> Tradition: trick-or-treating for bread
Halloween is known as Dia das Bruxas, or Day of Witches, in Portugal. There are many local traditions that have the same roots as Halloween elsewhere, including trick-or-treating (although children ask for bread) and even pumpkin carving.
> Tradition: celebrating Dracula Day in May
Dracula Day isn’t a Halloween tradition but it could — or should — be. Romania celebrates it on May 26. The Irish writer Bram Stoker based the fictional count on the 15th century Romanian ruler Prince Vlad III, also known as Vlad the Impaler for his favorite method of execution. Stoker never visited Romania, but filled his book with descriptions of places you can visit.
> Tradition: peeling an apple and burning hazelnuts
Two Scottish Halloween traditions involve food. Young women peel an apple in one long piece and throw it over their left shoulder with their right hand. The way it lands is said to form the initial of their husband-to-be’s first name. The other tradition is to place two hazelnuts side by side in the fire, representing the one who placed them and his or her intended. If they catch fire and burn silently together, the two will be married. If they burn hot and jump apart, they’ll have a fight and separate.

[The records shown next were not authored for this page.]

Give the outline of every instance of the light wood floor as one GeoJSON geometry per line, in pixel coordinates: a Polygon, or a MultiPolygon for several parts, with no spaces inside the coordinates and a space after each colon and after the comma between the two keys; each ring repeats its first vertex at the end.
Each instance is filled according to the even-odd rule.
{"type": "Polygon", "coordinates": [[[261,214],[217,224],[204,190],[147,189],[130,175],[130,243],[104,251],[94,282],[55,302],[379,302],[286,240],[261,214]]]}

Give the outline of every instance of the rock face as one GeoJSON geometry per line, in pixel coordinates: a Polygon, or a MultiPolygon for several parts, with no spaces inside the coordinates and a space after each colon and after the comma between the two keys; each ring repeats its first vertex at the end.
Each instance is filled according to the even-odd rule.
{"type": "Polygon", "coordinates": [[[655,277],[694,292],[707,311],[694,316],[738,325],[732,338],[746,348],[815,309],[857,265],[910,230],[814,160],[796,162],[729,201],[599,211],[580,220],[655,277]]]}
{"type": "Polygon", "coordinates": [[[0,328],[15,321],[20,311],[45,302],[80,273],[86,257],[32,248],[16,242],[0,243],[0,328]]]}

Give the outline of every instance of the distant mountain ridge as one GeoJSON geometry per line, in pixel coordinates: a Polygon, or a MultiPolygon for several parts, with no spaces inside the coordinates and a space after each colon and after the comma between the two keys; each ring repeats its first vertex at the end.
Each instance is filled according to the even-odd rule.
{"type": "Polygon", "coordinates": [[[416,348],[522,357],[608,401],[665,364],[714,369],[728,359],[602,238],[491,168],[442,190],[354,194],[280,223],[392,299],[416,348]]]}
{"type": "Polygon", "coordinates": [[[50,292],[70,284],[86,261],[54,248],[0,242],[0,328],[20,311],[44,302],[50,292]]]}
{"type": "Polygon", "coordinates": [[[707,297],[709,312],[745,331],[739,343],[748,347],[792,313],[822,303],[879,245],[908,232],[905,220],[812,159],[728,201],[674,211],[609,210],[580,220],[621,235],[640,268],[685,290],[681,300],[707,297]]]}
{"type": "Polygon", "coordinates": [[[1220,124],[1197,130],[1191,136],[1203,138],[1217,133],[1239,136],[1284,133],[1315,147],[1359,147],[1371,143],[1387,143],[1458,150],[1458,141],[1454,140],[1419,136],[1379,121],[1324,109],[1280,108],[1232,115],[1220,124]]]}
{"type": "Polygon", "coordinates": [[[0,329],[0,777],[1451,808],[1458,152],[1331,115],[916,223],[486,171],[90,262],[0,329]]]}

> Tradition: partying throughout the island
Halloween isn’t a traditional holiday in Singapore but it becomes party central every Oct. 31. This year the options at clubs, pubs, breweries, food markets, and theme parks include Booze and Boos, Halloween Horror Nights, and Horror Haunt: Asian Dark Hour — The Revenge Of The Unsettled.
25. South Korea
> Tradition: celebrating with costume and ghost parties
Halloween has become a big deal in South Korea, and it will be celebrated this year with numerous events, including costume and ghost parties, and even erotic and amnesia parties.